On behalf of the MIT School of Architecture and Planning, especially the students who now present the culmination of their M. Arch education through their thesis, we extend our gratitude to the guest critics who have generously joined us on Thursday, December 22, 2022:

Erin Besler, Garnette Cadogan, Sean Canty, Beatriz Colomina, Natalia Dopazo, Jenny French, Antonio Furgiuele, Caroline Jones, Ang Li, Diana Martinez, Lauren Pacheco, Julian Rose, John Todd, Ivonne Santoyo Orozco, Hans Tursack, Matthew Okazaki, Mark Wigley, and Alpha Yacob Arsano.

MIT Master’s
of Architecture
Thesis 



Fall 2022








Into the Rhino-verse

Paul Gruber 



Thesis Committee 

Advisor:
Mark Jarzombek

Readers:
Deborah Garcia
Cagri Hakan Zaman 
J Jih



Architects and designers are fully reliant on digital tools to complete their work. The need to constantly produce creative work has reached exhausting speeds.
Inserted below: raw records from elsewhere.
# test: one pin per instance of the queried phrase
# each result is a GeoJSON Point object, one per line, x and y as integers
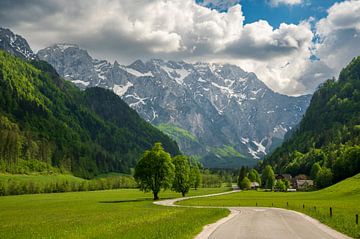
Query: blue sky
{"type": "Point", "coordinates": [255, 10]}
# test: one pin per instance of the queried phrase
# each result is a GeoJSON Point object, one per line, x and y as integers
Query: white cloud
{"type": "Point", "coordinates": [339, 43]}
{"type": "Point", "coordinates": [220, 5]}
{"type": "Point", "coordinates": [285, 2]}
{"type": "Point", "coordinates": [180, 29]}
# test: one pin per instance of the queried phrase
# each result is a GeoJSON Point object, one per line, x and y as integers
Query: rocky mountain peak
{"type": "Point", "coordinates": [221, 113]}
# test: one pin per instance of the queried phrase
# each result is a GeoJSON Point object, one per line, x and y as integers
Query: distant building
{"type": "Point", "coordinates": [254, 185]}
{"type": "Point", "coordinates": [303, 184]}
{"type": "Point", "coordinates": [283, 176]}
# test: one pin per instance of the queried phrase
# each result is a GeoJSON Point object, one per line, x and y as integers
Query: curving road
{"type": "Point", "coordinates": [267, 223]}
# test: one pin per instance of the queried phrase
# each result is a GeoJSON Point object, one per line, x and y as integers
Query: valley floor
{"type": "Point", "coordinates": [343, 198]}
{"type": "Point", "coordinates": [124, 213]}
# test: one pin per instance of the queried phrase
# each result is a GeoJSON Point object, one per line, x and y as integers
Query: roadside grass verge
{"type": "Point", "coordinates": [343, 198]}
{"type": "Point", "coordinates": [17, 184]}
{"type": "Point", "coordinates": [124, 213]}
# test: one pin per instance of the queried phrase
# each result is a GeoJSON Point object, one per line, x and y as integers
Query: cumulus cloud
{"type": "Point", "coordinates": [220, 5]}
{"type": "Point", "coordinates": [338, 44]}
{"type": "Point", "coordinates": [285, 2]}
{"type": "Point", "coordinates": [181, 29]}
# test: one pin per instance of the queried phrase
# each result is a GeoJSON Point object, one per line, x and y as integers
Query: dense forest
{"type": "Point", "coordinates": [327, 141]}
{"type": "Point", "coordinates": [48, 124]}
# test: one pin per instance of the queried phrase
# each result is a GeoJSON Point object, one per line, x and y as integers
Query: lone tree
{"type": "Point", "coordinates": [195, 175]}
{"type": "Point", "coordinates": [254, 176]}
{"type": "Point", "coordinates": [182, 180]}
{"type": "Point", "coordinates": [245, 184]}
{"type": "Point", "coordinates": [154, 170]}
{"type": "Point", "coordinates": [242, 174]}
{"type": "Point", "coordinates": [268, 177]}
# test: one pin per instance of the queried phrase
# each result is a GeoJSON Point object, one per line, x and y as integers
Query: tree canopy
{"type": "Point", "coordinates": [154, 170]}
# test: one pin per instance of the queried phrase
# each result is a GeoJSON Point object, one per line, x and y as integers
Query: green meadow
{"type": "Point", "coordinates": [343, 198]}
{"type": "Point", "coordinates": [123, 213]}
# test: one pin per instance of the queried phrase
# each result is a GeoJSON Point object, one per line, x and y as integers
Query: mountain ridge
{"type": "Point", "coordinates": [47, 121]}
{"type": "Point", "coordinates": [201, 98]}
{"type": "Point", "coordinates": [221, 105]}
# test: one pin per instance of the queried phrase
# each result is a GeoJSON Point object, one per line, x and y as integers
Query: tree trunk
{"type": "Point", "coordinates": [156, 197]}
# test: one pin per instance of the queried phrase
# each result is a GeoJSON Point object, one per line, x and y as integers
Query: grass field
{"type": "Point", "coordinates": [124, 213]}
{"type": "Point", "coordinates": [39, 178]}
{"type": "Point", "coordinates": [344, 198]}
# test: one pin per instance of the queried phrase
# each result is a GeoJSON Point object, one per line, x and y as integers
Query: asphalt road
{"type": "Point", "coordinates": [272, 223]}
{"type": "Point", "coordinates": [260, 223]}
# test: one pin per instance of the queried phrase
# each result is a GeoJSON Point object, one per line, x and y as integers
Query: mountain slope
{"type": "Point", "coordinates": [45, 120]}
{"type": "Point", "coordinates": [221, 105]}
{"type": "Point", "coordinates": [15, 45]}
{"type": "Point", "coordinates": [329, 133]}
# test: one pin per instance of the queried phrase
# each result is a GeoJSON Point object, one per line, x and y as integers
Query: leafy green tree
{"type": "Point", "coordinates": [154, 170]}
{"type": "Point", "coordinates": [195, 176]}
{"type": "Point", "coordinates": [182, 180]}
{"type": "Point", "coordinates": [268, 177]}
{"type": "Point", "coordinates": [242, 174]}
{"type": "Point", "coordinates": [245, 184]}
{"type": "Point", "coordinates": [315, 169]}
{"type": "Point", "coordinates": [280, 186]}
{"type": "Point", "coordinates": [254, 176]}
{"type": "Point", "coordinates": [324, 178]}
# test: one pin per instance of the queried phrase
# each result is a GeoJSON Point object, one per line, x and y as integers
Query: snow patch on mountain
{"type": "Point", "coordinates": [120, 90]}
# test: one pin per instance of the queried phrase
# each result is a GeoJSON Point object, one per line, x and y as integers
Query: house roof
{"type": "Point", "coordinates": [303, 182]}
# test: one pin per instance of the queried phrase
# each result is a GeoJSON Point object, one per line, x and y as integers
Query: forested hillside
{"type": "Point", "coordinates": [48, 124]}
{"type": "Point", "coordinates": [329, 133]}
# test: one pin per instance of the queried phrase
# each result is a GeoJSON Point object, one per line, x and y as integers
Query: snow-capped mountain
{"type": "Point", "coordinates": [222, 114]}
{"type": "Point", "coordinates": [15, 45]}
{"type": "Point", "coordinates": [218, 112]}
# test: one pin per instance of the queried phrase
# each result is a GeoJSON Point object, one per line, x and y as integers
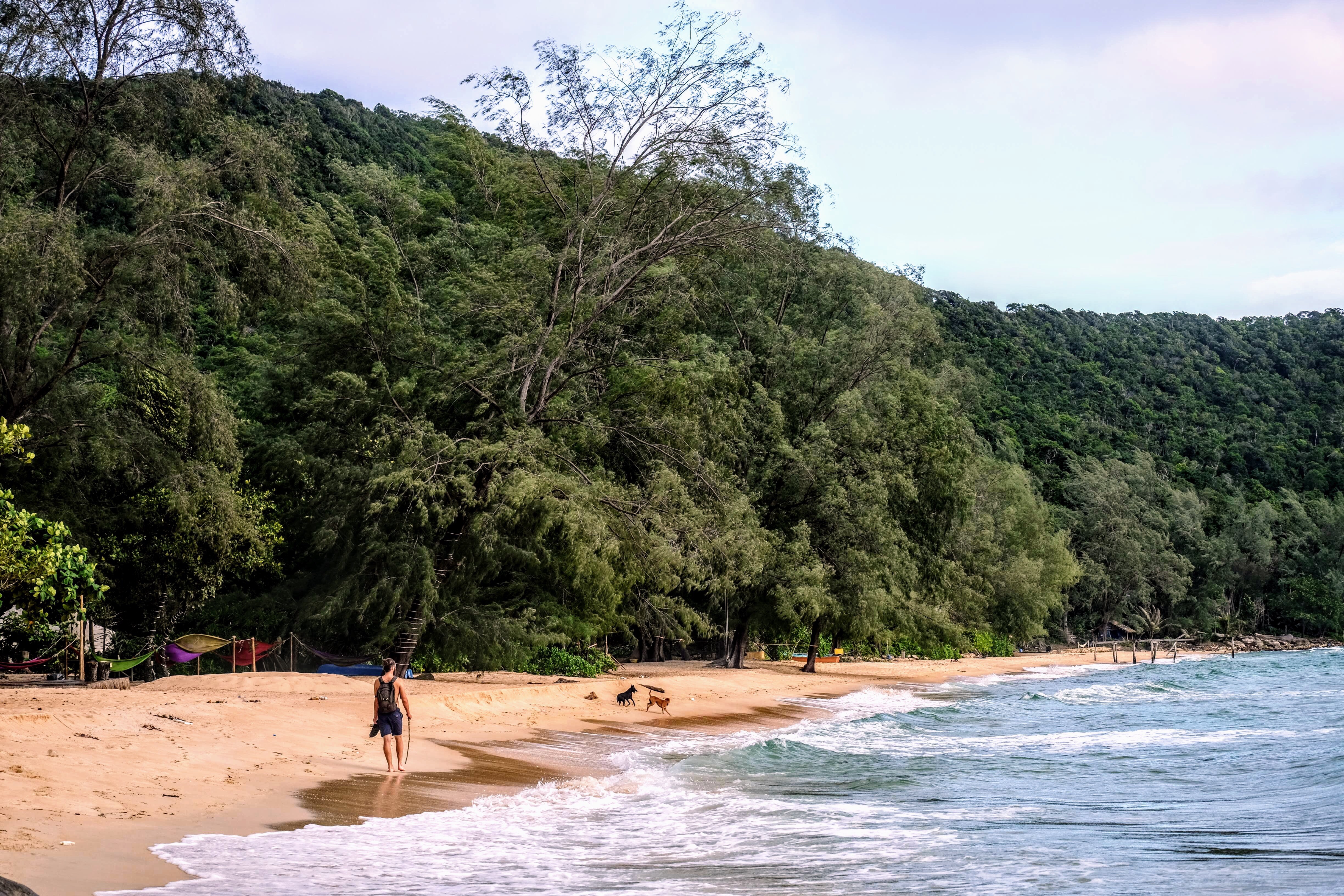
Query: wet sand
{"type": "Point", "coordinates": [112, 773]}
These programs are exponentially expanding and consuming each other, creating even more complex relationships. Architects are thrown into this technological jumble, expected to keep up with the rapidly evolving modes of production. How do we make sense of this, as Rem Koolhaas might describe it, technological “culture of congestion”?

Amidst the various available “architecture”, “CAD”, or “model” software, emerges “Rhinoceros 3D” in 1998. Today, the 3D modeling software is prolific in design studios and used in architecture offices, as well. Within the past decade, hundreds of animal plug-ins have emerged to assist and expand Rhino’s design and analysis capabilities. These animals are under the direct control of the designer, but what individual control do the tools possess?
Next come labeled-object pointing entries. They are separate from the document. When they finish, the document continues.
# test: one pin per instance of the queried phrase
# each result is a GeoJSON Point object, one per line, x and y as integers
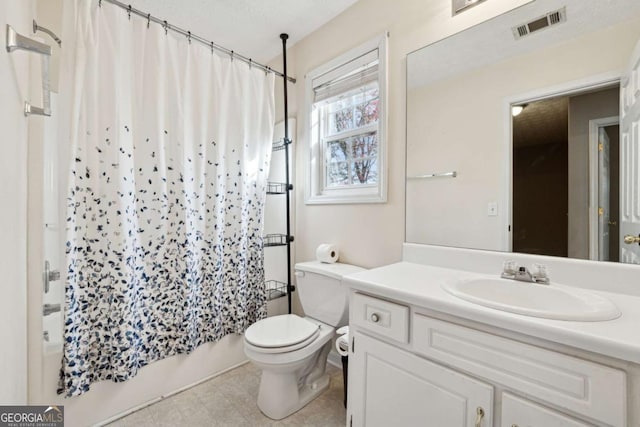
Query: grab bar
{"type": "Point", "coordinates": [452, 174]}
{"type": "Point", "coordinates": [48, 309]}
{"type": "Point", "coordinates": [17, 41]}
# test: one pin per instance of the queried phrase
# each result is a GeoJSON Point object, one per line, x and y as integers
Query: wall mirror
{"type": "Point", "coordinates": [479, 176]}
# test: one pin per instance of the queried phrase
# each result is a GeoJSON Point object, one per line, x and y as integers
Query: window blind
{"type": "Point", "coordinates": [353, 74]}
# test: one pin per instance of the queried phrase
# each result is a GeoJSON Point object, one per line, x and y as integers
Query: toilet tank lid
{"type": "Point", "coordinates": [336, 270]}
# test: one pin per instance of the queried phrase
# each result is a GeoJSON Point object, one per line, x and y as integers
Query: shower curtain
{"type": "Point", "coordinates": [170, 147]}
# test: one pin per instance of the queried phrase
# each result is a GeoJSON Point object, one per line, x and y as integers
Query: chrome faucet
{"type": "Point", "coordinates": [48, 309]}
{"type": "Point", "coordinates": [512, 271]}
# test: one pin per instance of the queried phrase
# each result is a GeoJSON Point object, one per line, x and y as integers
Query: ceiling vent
{"type": "Point", "coordinates": [545, 21]}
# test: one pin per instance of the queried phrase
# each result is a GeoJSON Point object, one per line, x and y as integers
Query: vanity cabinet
{"type": "Point", "coordinates": [408, 368]}
{"type": "Point", "coordinates": [517, 412]}
{"type": "Point", "coordinates": [396, 388]}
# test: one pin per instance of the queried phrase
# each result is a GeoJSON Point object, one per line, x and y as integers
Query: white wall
{"type": "Point", "coordinates": [369, 235]}
{"type": "Point", "coordinates": [14, 90]}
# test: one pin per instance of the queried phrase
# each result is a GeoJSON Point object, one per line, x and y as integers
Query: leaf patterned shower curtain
{"type": "Point", "coordinates": [170, 146]}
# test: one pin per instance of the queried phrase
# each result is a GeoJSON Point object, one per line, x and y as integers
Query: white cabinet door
{"type": "Point", "coordinates": [391, 387]}
{"type": "Point", "coordinates": [517, 412]}
{"type": "Point", "coordinates": [630, 161]}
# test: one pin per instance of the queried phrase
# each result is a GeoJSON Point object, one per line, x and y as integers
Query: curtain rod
{"type": "Point", "coordinates": [190, 36]}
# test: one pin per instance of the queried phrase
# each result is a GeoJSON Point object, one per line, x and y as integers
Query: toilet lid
{"type": "Point", "coordinates": [280, 331]}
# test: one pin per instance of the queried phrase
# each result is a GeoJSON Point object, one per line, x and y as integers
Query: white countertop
{"type": "Point", "coordinates": [420, 285]}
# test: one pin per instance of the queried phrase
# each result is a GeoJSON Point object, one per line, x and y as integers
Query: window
{"type": "Point", "coordinates": [346, 105]}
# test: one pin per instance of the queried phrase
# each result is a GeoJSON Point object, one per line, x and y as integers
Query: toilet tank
{"type": "Point", "coordinates": [322, 294]}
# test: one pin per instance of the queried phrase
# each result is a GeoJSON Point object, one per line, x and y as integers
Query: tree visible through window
{"type": "Point", "coordinates": [347, 127]}
{"type": "Point", "coordinates": [349, 136]}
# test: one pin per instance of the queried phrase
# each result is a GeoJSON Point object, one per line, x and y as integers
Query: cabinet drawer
{"type": "Point", "coordinates": [523, 413]}
{"type": "Point", "coordinates": [382, 317]}
{"type": "Point", "coordinates": [597, 391]}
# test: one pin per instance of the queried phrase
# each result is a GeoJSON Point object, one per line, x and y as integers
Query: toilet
{"type": "Point", "coordinates": [292, 350]}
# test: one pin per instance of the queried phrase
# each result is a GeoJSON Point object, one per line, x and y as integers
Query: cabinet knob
{"type": "Point", "coordinates": [479, 416]}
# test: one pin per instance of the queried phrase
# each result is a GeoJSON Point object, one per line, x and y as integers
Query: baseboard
{"type": "Point", "coordinates": [334, 359]}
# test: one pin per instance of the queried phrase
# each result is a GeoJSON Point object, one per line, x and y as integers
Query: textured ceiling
{"type": "Point", "coordinates": [250, 27]}
{"type": "Point", "coordinates": [493, 40]}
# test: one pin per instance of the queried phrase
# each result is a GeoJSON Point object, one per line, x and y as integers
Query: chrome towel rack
{"type": "Point", "coordinates": [17, 41]}
{"type": "Point", "coordinates": [451, 174]}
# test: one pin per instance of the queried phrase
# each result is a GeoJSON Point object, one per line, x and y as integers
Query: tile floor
{"type": "Point", "coordinates": [230, 400]}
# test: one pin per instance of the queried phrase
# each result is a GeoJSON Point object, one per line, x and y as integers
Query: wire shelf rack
{"type": "Point", "coordinates": [276, 188]}
{"type": "Point", "coordinates": [280, 144]}
{"type": "Point", "coordinates": [275, 289]}
{"type": "Point", "coordinates": [276, 240]}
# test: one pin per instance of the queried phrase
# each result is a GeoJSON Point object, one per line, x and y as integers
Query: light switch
{"type": "Point", "coordinates": [492, 209]}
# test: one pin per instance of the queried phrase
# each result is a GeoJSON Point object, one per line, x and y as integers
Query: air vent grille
{"type": "Point", "coordinates": [545, 21]}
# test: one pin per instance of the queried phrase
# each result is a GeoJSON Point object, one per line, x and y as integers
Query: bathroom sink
{"type": "Point", "coordinates": [547, 301]}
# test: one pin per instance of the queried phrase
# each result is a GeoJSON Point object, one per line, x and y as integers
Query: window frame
{"type": "Point", "coordinates": [316, 191]}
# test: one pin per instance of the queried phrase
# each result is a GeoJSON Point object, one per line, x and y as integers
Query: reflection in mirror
{"type": "Point", "coordinates": [543, 191]}
{"type": "Point", "coordinates": [553, 143]}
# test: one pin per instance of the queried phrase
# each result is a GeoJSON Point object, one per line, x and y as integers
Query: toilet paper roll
{"type": "Point", "coordinates": [327, 253]}
{"type": "Point", "coordinates": [342, 345]}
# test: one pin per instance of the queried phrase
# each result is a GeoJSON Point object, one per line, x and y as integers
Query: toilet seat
{"type": "Point", "coordinates": [279, 334]}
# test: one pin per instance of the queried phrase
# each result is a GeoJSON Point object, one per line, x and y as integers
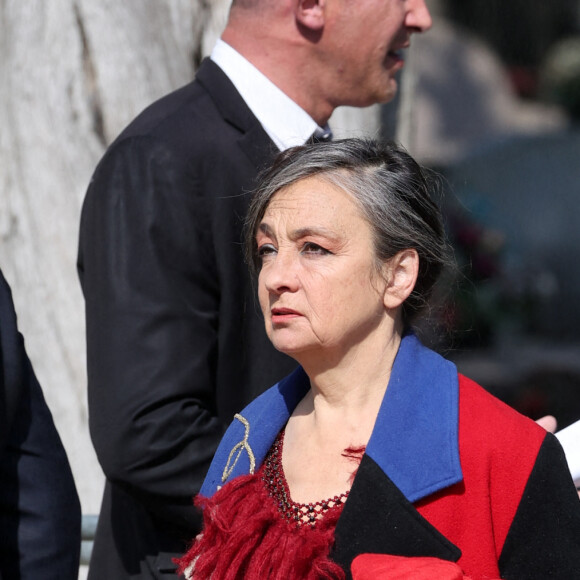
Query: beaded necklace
{"type": "Point", "coordinates": [293, 512]}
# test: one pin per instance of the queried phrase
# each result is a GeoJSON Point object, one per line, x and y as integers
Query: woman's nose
{"type": "Point", "coordinates": [280, 274]}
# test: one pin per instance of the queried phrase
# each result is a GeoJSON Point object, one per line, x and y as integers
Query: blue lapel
{"type": "Point", "coordinates": [415, 440]}
{"type": "Point", "coordinates": [416, 437]}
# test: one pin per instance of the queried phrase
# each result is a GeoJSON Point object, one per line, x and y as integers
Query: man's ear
{"type": "Point", "coordinates": [310, 14]}
{"type": "Point", "coordinates": [401, 273]}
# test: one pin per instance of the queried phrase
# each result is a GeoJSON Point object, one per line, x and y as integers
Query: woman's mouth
{"type": "Point", "coordinates": [283, 314]}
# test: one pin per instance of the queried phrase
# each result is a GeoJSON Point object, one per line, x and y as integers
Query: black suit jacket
{"type": "Point", "coordinates": [175, 340]}
{"type": "Point", "coordinates": [40, 515]}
Like the architectural characters of John’s Hejduk’s Victims or Masque projects, what if the plug-ins for Rhino and Grasshopper become characters? This thesis furthers this strategy by bringing order to the diverse and growing selection. What is the new hierarchy to these “characters”? What architecture results from their combined efforts? What world can be produced when the plug-ins are left to their own devices? What new animals are needed to further enhance the capabilities of the Rhino-verse and produce a more realized architectural narrative?
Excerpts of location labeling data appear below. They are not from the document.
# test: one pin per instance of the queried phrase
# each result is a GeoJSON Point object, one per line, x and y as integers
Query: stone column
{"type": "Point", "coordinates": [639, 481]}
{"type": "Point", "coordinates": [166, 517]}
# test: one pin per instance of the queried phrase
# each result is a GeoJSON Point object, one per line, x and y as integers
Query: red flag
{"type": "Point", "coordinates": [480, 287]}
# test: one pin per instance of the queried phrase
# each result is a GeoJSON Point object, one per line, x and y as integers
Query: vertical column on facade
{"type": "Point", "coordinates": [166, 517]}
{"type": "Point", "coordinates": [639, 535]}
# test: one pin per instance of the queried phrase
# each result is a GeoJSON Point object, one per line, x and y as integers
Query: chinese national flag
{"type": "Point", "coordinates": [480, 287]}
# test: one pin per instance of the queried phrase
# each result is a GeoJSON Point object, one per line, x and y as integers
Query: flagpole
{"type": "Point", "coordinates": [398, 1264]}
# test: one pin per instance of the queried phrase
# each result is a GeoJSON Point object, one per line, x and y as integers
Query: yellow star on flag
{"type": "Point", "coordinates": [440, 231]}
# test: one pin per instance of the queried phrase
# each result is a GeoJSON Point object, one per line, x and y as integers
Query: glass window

How we design matters just as much as what we design. These characters are crucial in shaping current architectural production and their biases heavily influence the output of what is imagined. This thesis embraces the absurdist digital ecosystem as more than just a branding mechanism, but as a useful tool in understanding the possibilities and limitations of digital design thinking in the sometimes-dreary, isolating, and confusing technological environment architects and designers inhabit daily.